Combustible cladding ban set to widen to all housing over four storeys
A ban on the use of combustible cladding in high-rise homes is set to hit all buildings with four or more storeys under plans the government is putting out to consultation.
The policy is one of a raft of measures announced by housing secretary Robert Jenrick as he outlined his response to a consultation on sprinklers and the Grenfell Inquiry phase one.
A snap ban on putting combustible materials in cladding systems in England had already been introduced in November 2018, but only applied to buildings above 18m tall. Now the ban is set to be extended to all residential buildings over 11m, unless the government is convinced to change course during the consultation.
Jenrick also revealed that the government is minded to mandate sprinklers in all buildings of 11m or taller – a reduction from the 18m proposed by government when the policy went to consultation. Policies on sprinkler height and the use of ACM cladding is devolved, meaning Jenrick's announcement does not apply to Wales, Scotland or Northern Ireland.
Jenrick also said a new regulator for building safety will start operating in shadow form in a matter of weeks, under the umbrella of workplace safety regulator Health and Safety Executive (HSE). Judith Hackitt, a former chair of the HSE and author of the post-Grenfell review of fire standards and building regulation, will chair the board overseeing the creation of the new regulator.
The body will operate in shadow form until legislation is brought forward to give them defined powers to inspect with respect to certain regulations.

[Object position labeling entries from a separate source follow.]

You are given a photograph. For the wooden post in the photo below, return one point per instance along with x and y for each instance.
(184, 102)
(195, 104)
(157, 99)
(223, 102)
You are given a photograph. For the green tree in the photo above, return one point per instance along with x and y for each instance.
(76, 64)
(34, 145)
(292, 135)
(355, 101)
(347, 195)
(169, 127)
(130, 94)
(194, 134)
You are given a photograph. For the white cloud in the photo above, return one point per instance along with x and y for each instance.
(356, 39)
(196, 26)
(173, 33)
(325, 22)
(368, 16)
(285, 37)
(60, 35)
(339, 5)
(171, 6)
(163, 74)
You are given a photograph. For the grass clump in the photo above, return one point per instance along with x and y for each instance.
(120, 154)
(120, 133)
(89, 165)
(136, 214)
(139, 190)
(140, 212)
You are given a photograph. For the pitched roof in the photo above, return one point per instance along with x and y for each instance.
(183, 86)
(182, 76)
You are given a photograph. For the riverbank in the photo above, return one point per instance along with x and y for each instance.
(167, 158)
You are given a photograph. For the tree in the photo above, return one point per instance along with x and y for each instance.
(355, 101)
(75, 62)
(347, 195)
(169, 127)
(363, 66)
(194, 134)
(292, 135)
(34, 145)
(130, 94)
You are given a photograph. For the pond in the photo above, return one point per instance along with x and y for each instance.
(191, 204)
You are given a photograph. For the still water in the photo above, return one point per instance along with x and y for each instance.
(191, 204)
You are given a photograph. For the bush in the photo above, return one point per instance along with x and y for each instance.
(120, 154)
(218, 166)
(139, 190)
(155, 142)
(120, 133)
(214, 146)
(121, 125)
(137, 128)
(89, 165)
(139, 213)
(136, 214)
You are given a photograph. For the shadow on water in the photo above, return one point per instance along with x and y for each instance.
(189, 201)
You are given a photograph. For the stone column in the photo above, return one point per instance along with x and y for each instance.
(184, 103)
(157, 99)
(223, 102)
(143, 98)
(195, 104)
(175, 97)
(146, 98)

The UK's first ever national chief inspector of buildings will be recruited shortly, while the regulator will draw on the experience of other regulators when implementing the new regime.
Jenrick also said he was extending a ban on ACM cladding with a polythylene core on all buildings, and not just high-rise housing. But he said action on removing dangerous ACM cladding from residential tower blocks had been 'unacceptably slow', adding that he would name and shame the owners of high-rise buildings with ACM cladding where remediation work had not begun from next month.